Is Congress Above the Law?

The first item on this election campaign’s Contract with America was that, if elected (as they have been), the House Republicans would require that all laws that apply to the rest of the country also apply to Congress.  We’ll see if that and the other promised reforms materialize, but it does raise yet another issue in the context of Obamacare.

As my colleague Michael Cannon pointed out to me, the new health care law kicks congressmen out of the Federal Employees Health Benefits Program.  (The current FEHB is no different from the health coverage provided by any private employer -– federal employees choose from a series of private plan options (none of which is run by the government), and receive a subsidy from the federal government acting in its role as an employer.)

My first reaction to hearing this was:  Good – if the rest of us lose our health care freedom, so should those who forced this new atrocity on us.  But apparently this result was not intended, so the Obama administration has decided to ignore that part of the law.

No joke.  Here is the Congressional Research Service report on the provisions that oust members of Congress from their health insurance.  And here is the letter in which an Obama appointee announces that the administration will ignore the law.  These two articles also provide important information.

Now, assuming that something constitutionally problematic is going on here, what can anyone do about it?  To put it in legal terms, who has standing to sue for this apparent constitutional violation?  It’s a tough row to hoe – taxpayers cannot bring suit based on generalized grievances – but off the top of my head, I can think of two possibilities: (1) members of Congress suing the president or the Department of Health and Human Services for essentially passing new law and therefore infringing on congressional prerogatives (thereby violating the separation of powers); or (2) an insurance broker or carrier who would otherwise be signing up new clients.

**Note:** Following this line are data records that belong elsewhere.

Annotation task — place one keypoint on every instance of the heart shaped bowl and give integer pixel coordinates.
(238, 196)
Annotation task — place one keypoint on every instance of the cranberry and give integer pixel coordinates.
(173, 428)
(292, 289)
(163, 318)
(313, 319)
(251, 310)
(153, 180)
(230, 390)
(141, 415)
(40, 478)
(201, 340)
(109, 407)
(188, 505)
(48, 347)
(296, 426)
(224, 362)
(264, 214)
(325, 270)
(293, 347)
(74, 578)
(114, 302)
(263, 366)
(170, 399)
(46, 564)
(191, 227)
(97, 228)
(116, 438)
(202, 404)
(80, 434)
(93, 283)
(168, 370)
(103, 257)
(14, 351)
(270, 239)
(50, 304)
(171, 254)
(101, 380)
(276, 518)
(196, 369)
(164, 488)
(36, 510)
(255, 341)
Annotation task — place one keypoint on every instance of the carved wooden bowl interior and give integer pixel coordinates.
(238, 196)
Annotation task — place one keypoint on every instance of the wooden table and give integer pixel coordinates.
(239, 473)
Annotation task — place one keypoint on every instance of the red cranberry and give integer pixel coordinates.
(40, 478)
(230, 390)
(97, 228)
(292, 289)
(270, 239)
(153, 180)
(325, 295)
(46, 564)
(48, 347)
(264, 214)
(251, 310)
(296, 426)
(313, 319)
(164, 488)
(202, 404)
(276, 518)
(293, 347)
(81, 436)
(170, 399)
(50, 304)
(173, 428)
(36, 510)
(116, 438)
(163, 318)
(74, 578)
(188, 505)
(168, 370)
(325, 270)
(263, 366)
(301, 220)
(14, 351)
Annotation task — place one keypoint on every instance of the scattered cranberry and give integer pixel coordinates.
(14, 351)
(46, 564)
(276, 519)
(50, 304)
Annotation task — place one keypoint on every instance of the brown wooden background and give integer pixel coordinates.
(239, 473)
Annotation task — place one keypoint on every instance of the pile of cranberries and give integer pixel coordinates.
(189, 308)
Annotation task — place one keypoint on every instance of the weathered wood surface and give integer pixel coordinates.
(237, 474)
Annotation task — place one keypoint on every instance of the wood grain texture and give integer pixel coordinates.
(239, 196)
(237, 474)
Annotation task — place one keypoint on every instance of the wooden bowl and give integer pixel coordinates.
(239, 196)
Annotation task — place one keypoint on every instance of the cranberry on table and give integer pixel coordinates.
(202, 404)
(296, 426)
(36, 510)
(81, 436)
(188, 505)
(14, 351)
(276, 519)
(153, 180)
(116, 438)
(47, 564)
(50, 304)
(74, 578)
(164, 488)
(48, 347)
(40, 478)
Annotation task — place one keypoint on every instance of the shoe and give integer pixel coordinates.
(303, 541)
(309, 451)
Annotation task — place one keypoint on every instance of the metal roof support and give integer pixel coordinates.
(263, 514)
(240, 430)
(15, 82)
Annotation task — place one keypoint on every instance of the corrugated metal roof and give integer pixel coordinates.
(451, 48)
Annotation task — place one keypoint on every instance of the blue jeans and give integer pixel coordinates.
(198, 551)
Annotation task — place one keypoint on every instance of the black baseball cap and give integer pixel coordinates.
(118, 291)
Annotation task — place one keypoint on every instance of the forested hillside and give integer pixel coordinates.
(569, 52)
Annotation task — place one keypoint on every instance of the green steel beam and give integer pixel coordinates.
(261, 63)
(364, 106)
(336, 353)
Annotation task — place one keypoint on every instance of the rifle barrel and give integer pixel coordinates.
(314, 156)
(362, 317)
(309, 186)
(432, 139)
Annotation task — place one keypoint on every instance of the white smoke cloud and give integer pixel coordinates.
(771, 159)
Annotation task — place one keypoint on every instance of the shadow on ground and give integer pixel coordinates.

And there are two additional related questions:

1. Why did Congress expand Medicaid while refusing to participate in it themselves?  Obamacare expanded Medicaid to an estimated 18 million new Americans, none of whom will have a choice of private plans, instead being dumped into Medicaid, a program notorious for access problems (and which in Arizona now doesn’t cover organ transplants).  Yet all Senate Democrats voted against an amendment enrolling members of Congress in the new Medicaid program (all Republicans voted for it, except one who was absent).

2. Will members of Congress use their own salaries to pay any fines assessed because their employees have “unaffordable” health coverage?  Obamacare includes a $2,000 per worker penalty for any employer that does not provide “affordable” coverage, beginning in 2014.  Many junior staffers have incomes below 400 percent of the federal poverty level ($43,320 for a single person, or $88,200 for a family of four), and thus could be subject to the new statutory test of whether their health insurance options are “affordable.”  While it’s unclear how this particular provision will be implemented for Hill staff – due to the “significant unintended consequences” of sloppy drafting – it’s entirely possible that member offices could be assessed a $2,000 penalty for every worker needing insurance subsidies because they have no “affordable” alternative.  If that scenario happens, will the members of Congress who voted for the law pay the penalty out of their own salaries or will they rely on taxpayer funds to finance an obligation they imposed on themselves?